With the booming spread of humanoid robot research and development, a battery technology battle concerning endurance has already begun. At present, the mainstream bipedal humanoid robots on the market can generally only work continuously for 2 to 6 hours. The awkward situation of "charging for one hour and working for two hours" is becoming a bottleneck restricting the development of the industry.

Shortcomings emerge and performance is hindered:

Several popular robot products reflect the battery life predicament - the Utree H1 can run for 2 hours with a 0.864 KWH battery, while the Tesla Optimus, equipped with a 2.3 KWH battery pack, has not disclosed its running time. In contrast, Figure 02 supports a 5-hour running time with a 2.25-kilowatt-hour battery, while GAC's wheeled robot GoMate breaks through to 6 hours with the help of all-solid-state batteries. The energy density of the current mainstream lithium batteries, such as lithium iron phosphate systems, is too low to meet the demands of high-intensity tasks. Especially after being integrated with large models, the energy consumption of GPU chips will increase significantly.

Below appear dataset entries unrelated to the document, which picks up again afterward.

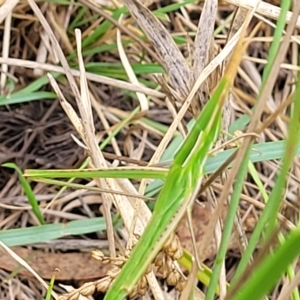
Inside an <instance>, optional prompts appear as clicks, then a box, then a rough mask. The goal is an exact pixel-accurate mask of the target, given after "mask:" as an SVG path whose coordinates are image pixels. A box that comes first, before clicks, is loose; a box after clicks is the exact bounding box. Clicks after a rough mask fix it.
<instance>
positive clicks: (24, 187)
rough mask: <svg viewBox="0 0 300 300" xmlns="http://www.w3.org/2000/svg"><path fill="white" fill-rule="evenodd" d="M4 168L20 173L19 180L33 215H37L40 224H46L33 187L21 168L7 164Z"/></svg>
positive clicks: (4, 166)
mask: <svg viewBox="0 0 300 300" xmlns="http://www.w3.org/2000/svg"><path fill="white" fill-rule="evenodd" d="M2 166H3V167H6V168H11V169H14V170H15V171H16V172H17V173H18V175H19V180H20V182H21V184H22V187H23V189H24V192H25V194H26V196H27V198H28V202H29V204H30V205H31V207H32V211H33V213H34V214H35V216H36V217H37V219H38V220H39V222H40V223H41V224H45V220H44V218H43V215H42V213H41V211H40V207H39V204H38V201H37V200H36V198H35V195H34V193H33V191H32V189H31V186H30V184H29V183H28V182H27V180H26V178H25V177H24V176H23V174H22V171H21V170H20V168H19V167H18V166H17V165H15V164H14V163H5V164H3V165H2Z"/></svg>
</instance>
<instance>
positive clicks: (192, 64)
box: [190, 0, 218, 115]
mask: <svg viewBox="0 0 300 300" xmlns="http://www.w3.org/2000/svg"><path fill="white" fill-rule="evenodd" d="M217 8H218V1H216V0H214V1H205V4H204V7H203V10H202V14H201V18H200V20H199V24H198V28H197V33H196V37H195V43H194V53H193V64H192V78H191V83H190V86H193V85H194V83H195V81H196V79H197V78H198V77H199V76H200V74H201V73H202V71H203V69H204V67H205V65H206V64H207V63H208V61H211V59H212V58H213V57H209V56H210V54H211V53H212V52H213V50H214V49H213V48H214V47H213V31H214V24H215V18H216V13H217ZM211 48H212V49H211ZM212 88H214V86H212ZM208 95H209V86H208V83H206V82H204V83H203V84H201V86H200V88H199V91H198V96H199V101H200V103H199V106H200V107H199V108H198V110H199V109H200V110H201V109H202V107H203V106H204V105H205V103H206V102H207V100H208ZM193 105H195V102H193V103H192V110H194V111H195V112H194V115H197V108H193Z"/></svg>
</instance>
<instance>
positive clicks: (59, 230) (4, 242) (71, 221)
mask: <svg viewBox="0 0 300 300" xmlns="http://www.w3.org/2000/svg"><path fill="white" fill-rule="evenodd" d="M105 229H106V225H105V220H104V218H102V217H99V218H89V219H84V220H76V221H70V222H68V223H63V224H46V225H40V226H32V227H27V228H18V229H9V230H4V231H0V240H1V241H2V242H3V243H4V244H6V245H7V246H9V247H13V246H25V245H31V244H35V243H45V242H47V241H50V240H54V239H59V238H62V237H64V236H69V235H81V234H88V233H92V232H97V231H103V230H105Z"/></svg>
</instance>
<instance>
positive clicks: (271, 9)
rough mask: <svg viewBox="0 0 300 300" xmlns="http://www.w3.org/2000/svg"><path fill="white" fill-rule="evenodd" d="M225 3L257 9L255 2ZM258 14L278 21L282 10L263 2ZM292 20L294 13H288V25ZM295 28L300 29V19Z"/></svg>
mask: <svg viewBox="0 0 300 300" xmlns="http://www.w3.org/2000/svg"><path fill="white" fill-rule="evenodd" d="M225 1H226V2H228V3H230V4H234V5H236V6H238V7H244V8H247V9H253V8H254V7H255V2H254V1H252V0H243V1H240V0H225ZM256 13H258V14H260V15H263V16H266V17H269V18H272V19H274V20H277V19H278V17H279V15H280V8H279V7H277V6H275V5H272V4H269V3H266V2H263V1H261V2H260V4H259V5H258V7H257V9H256ZM291 19H292V13H291V12H288V14H287V16H286V23H289V22H290V21H291ZM295 26H296V27H297V28H300V17H298V18H297V21H296V24H295Z"/></svg>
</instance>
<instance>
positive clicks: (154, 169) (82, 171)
mask: <svg viewBox="0 0 300 300" xmlns="http://www.w3.org/2000/svg"><path fill="white" fill-rule="evenodd" d="M167 173H168V171H167V170H166V169H162V168H148V167H147V168H145V167H144V168H143V167H118V168H109V169H84V170H80V169H76V170H25V172H24V176H25V177H28V178H32V179H34V178H73V177H76V178H130V179H143V178H158V179H165V178H166V175H167Z"/></svg>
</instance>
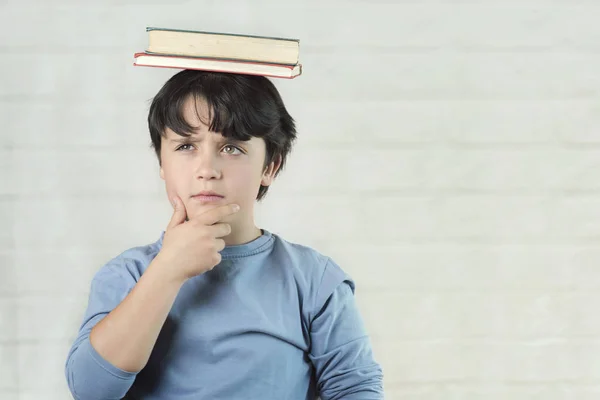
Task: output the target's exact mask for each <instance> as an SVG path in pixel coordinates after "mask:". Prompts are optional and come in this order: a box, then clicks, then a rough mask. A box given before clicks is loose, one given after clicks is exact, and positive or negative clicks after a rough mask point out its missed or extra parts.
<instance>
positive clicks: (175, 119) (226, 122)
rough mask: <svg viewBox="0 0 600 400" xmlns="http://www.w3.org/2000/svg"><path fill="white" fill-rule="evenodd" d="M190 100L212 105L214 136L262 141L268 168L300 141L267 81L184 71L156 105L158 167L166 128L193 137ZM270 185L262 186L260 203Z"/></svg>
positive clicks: (161, 94) (212, 127)
mask: <svg viewBox="0 0 600 400" xmlns="http://www.w3.org/2000/svg"><path fill="white" fill-rule="evenodd" d="M190 96H192V97H193V98H194V99H195V100H200V99H201V100H204V101H205V102H206V104H207V105H208V112H209V119H210V121H208V122H207V125H208V127H209V130H210V131H211V132H219V133H220V134H222V135H223V136H224V137H226V138H230V139H235V140H243V141H245V140H250V138H251V137H258V138H262V139H263V140H264V141H265V144H266V157H265V162H264V166H265V167H266V166H267V165H269V164H270V163H271V162H273V161H277V159H278V158H280V159H281V166H280V168H279V170H278V171H277V173H276V175H277V174H279V172H280V171H281V170H282V169H283V167H284V165H285V161H286V158H287V156H288V154H289V153H290V152H291V150H292V145H293V143H294V141H295V140H296V125H295V122H294V119H293V118H292V117H291V115H290V114H289V113H288V112H287V110H286V108H285V106H284V104H283V100H282V99H281V96H280V95H279V92H278V91H277V89H276V88H275V85H273V83H272V82H271V81H270V80H269V79H267V78H266V77H264V76H253V75H242V74H228V73H220V72H207V71H195V70H184V71H181V72H179V73H177V74H175V75H174V76H172V77H171V78H170V79H169V80H168V81H167V82H166V83H165V84H164V86H163V87H162V88H161V89H160V91H159V92H158V93H157V94H156V96H155V97H154V99H153V100H152V104H151V106H150V111H149V113H148V128H149V130H150V139H151V140H152V147H153V148H154V151H155V152H156V156H157V157H158V162H159V163H160V162H161V160H160V149H161V138H162V137H164V136H165V135H166V131H165V129H166V128H167V127H168V128H169V129H171V130H172V131H174V132H175V133H177V134H178V135H181V136H186V137H187V136H190V135H191V133H192V132H193V130H194V127H192V126H190V125H189V124H188V123H187V122H186V121H185V119H184V118H183V105H184V103H185V101H186V100H187V99H188V98H189V97H190ZM268 189H269V188H268V186H262V185H261V187H260V189H259V191H258V194H257V197H256V199H257V200H258V201H260V200H261V199H262V198H264V196H265V194H266V193H267V190H268Z"/></svg>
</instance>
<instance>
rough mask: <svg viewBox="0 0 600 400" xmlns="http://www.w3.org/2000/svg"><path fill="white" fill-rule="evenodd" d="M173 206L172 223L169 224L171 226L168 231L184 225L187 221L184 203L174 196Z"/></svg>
mask: <svg viewBox="0 0 600 400" xmlns="http://www.w3.org/2000/svg"><path fill="white" fill-rule="evenodd" d="M171 204H173V216H172V217H171V221H170V222H169V226H168V227H167V229H170V228H173V227H175V226H177V225H179V224H181V223H183V222H184V221H185V219H186V211H185V207H184V206H183V203H182V202H181V200H180V199H179V197H177V196H174V197H173V198H172V199H171Z"/></svg>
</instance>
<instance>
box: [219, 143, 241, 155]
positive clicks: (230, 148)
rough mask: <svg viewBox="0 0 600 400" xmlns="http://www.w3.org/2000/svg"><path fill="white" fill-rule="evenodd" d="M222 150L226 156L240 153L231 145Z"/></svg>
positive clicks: (223, 147)
mask: <svg viewBox="0 0 600 400" xmlns="http://www.w3.org/2000/svg"><path fill="white" fill-rule="evenodd" d="M223 150H225V153H227V154H236V153H235V151H236V150H237V151H239V152H240V153H241V152H242V151H241V150H240V149H239V148H238V147H236V146H233V145H231V144H228V145H227V146H225V147H223Z"/></svg>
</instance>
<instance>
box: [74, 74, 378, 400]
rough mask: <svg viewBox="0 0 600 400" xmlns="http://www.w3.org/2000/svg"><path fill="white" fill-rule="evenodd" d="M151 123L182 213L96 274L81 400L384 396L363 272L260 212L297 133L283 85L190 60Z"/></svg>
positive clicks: (161, 104) (158, 109)
mask: <svg viewBox="0 0 600 400" xmlns="http://www.w3.org/2000/svg"><path fill="white" fill-rule="evenodd" d="M148 124H149V129H150V136H151V139H152V144H153V147H154V149H155V151H156V155H157V157H158V160H159V164H160V167H161V168H160V176H161V178H162V179H163V180H164V181H165V186H166V191H167V195H168V197H169V199H170V200H171V202H172V204H173V207H174V212H173V216H172V218H171V221H170V223H169V224H168V226H167V228H166V231H165V232H163V233H162V234H161V235H160V238H159V239H158V240H157V241H156V242H155V243H152V244H149V245H146V246H141V247H135V248H132V249H129V250H127V251H125V252H123V253H122V254H121V255H119V256H117V257H116V258H114V259H113V260H111V261H109V262H108V263H107V264H106V265H104V266H103V267H102V268H101V269H100V270H99V271H98V272H97V273H96V275H95V277H94V279H93V280H92V283H91V291H90V297H89V303H88V307H87V310H86V313H85V316H84V319H83V323H82V325H81V327H80V330H79V334H78V335H77V338H76V339H75V341H74V343H73V345H72V348H71V350H70V351H69V354H68V357H67V361H66V366H65V374H66V378H67V382H68V385H69V388H70V390H71V393H72V394H73V396H74V398H75V399H78V400H93V399H98V400H101V399H102V400H104V399H107V400H108V399H121V398H125V399H144V400H146V399H152V400H154V399H168V400H183V399H185V400H188V399H189V400H191V399H194V400H196V399H211V400H212V399H274V400H275V399H276V400H280V399H294V400H295V399H314V398H316V397H317V396H320V397H321V398H322V399H323V400H333V399H382V398H383V388H382V370H381V367H380V366H379V364H378V363H377V362H375V360H374V359H373V354H372V350H371V345H370V341H369V337H368V336H367V333H366V331H365V328H364V325H363V322H362V320H361V317H360V315H359V313H358V311H357V308H356V304H355V300H354V297H353V293H354V282H353V281H352V280H351V278H350V277H349V276H348V275H346V274H345V273H344V272H343V271H342V269H341V268H340V267H339V266H338V265H336V264H335V262H333V261H332V260H331V259H329V258H328V257H326V256H323V255H321V254H319V253H318V252H316V251H315V250H313V249H310V248H308V247H305V246H301V245H297V244H292V243H290V242H287V241H285V240H284V239H282V238H281V237H279V236H277V235H275V234H273V233H270V232H269V231H267V230H265V229H259V228H258V227H256V226H255V224H254V215H253V209H254V202H255V201H256V200H259V201H260V200H261V199H262V198H263V197H264V196H265V194H266V193H267V190H268V187H269V185H270V184H271V183H272V181H273V179H274V178H275V176H276V175H277V174H278V172H279V171H280V170H281V169H282V167H283V166H284V164H285V160H286V157H287V155H288V153H289V152H290V151H291V147H292V143H293V142H294V140H295V138H296V130H295V123H294V120H293V119H292V117H291V116H290V115H289V114H288V112H287V110H286V109H285V107H284V104H283V102H282V100H281V97H280V95H279V93H278V91H277V89H276V88H275V87H274V85H273V84H272V83H271V82H270V81H269V80H268V79H267V78H265V77H262V76H248V75H237V74H225V73H216V72H203V71H191V70H184V71H181V72H179V73H177V74H176V75H174V76H173V77H172V78H171V79H169V80H168V81H167V82H166V83H165V85H164V86H163V88H162V89H161V90H160V91H159V93H158V94H157V95H156V96H155V98H154V100H153V102H152V105H151V107H150V111H149V115H148Z"/></svg>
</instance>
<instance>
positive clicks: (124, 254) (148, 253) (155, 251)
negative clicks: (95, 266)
mask: <svg viewBox="0 0 600 400" xmlns="http://www.w3.org/2000/svg"><path fill="white" fill-rule="evenodd" d="M163 236H164V232H162V233H161V234H160V237H159V238H158V240H156V241H154V242H151V243H147V244H143V245H137V246H134V247H130V248H128V249H126V250H124V251H122V252H121V253H120V254H118V255H116V256H114V257H112V258H111V259H109V260H108V261H107V262H106V263H105V264H104V265H103V266H102V267H101V268H100V269H99V270H98V271H97V272H96V274H95V275H94V280H96V281H109V280H114V279H115V278H117V279H122V280H124V281H131V282H130V283H135V282H137V281H138V280H139V278H140V277H141V276H142V274H143V273H144V271H145V270H146V268H148V265H150V263H151V262H152V260H153V259H154V257H156V255H157V254H158V252H159V250H160V243H161V242H162V238H163Z"/></svg>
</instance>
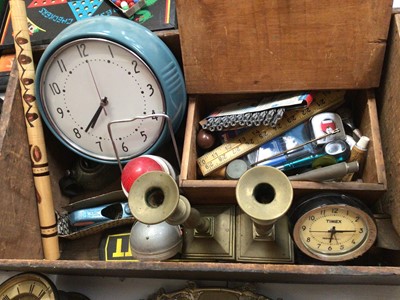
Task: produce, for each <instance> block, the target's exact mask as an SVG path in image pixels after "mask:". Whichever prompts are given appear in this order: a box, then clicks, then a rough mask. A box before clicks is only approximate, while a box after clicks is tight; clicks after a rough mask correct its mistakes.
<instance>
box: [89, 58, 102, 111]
mask: <svg viewBox="0 0 400 300" xmlns="http://www.w3.org/2000/svg"><path fill="white" fill-rule="evenodd" d="M86 63H87V64H88V67H89V72H90V76H91V77H92V80H93V83H94V87H95V88H96V92H97V95H98V96H99V99H100V105H101V102H102V101H103V100H104V99H107V98H104V99H103V98H101V95H100V91H99V87H98V86H97V82H96V79H95V78H94V74H93V70H92V67H91V66H90V63H89V60H86ZM103 108H104V105H103ZM99 109H100V107H99ZM100 111H101V110H100ZM104 113H105V114H106V116H107V111H106V109H105V108H104Z"/></svg>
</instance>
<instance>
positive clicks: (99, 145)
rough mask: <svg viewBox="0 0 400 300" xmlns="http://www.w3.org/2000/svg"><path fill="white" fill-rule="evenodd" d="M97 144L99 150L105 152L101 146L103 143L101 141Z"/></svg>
mask: <svg viewBox="0 0 400 300" xmlns="http://www.w3.org/2000/svg"><path fill="white" fill-rule="evenodd" d="M96 144H97V145H99V149H100V151H101V152H103V147H102V146H101V142H100V141H98V142H96Z"/></svg>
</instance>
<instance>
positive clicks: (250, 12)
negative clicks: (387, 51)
mask: <svg viewBox="0 0 400 300" xmlns="http://www.w3.org/2000/svg"><path fill="white" fill-rule="evenodd" d="M392 2H393V1H392V0H363V1H361V0H346V1H339V2H338V1H327V0H285V1H259V0H247V1H223V0H176V5H177V17H178V23H179V34H180V43H181V48H182V61H183V68H184V73H185V78H186V85H187V91H188V93H189V94H214V93H224V94H225V93H242V92H243V93H244V92H246V93H251V92H272V91H286V90H309V89H353V88H371V87H377V86H378V85H379V81H380V75H381V69H382V64H383V59H384V53H385V48H386V39H387V35H388V29H389V24H390V17H391V12H392Z"/></svg>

Solid-state batteries may be the key to breaking the deadlock:

Technical experts have reached a consensus: traditional lithium batteries have reached their ceiling. All-solid-state batteries, with their higher energy density and safety performance, are regarded as the core direction for enhancing battery life. Leading manufacturers such as CATL and EVE Energy are accelerating their layout in the research and development of dedicated lithium batteries. The fact that GAC Robot has increased the battery life to 6 hours through the combination of "wheel-foot structure + all-solid-state battery" is a clear proof. Mo Ke, the founder of the True Lithium Research Institute, clearly pointed out: "Lithium iron phosphate batteries are difficult to meet future demands, and solid-state technology is an inevitable choice."

According to TrendForce's prediction, solid-state batteries are expected to achieve pilot applications from 2026 to 2027. Before that, lightweight design, fast charging technology and structural innovation (such as GAC's energy-saving wheel base solution) will become important supports during the transition period. As robots accelerate their entry into the mass production track, whoever can break through the battery bottleneck first will grasp the future lifeblood of intelligent terminals.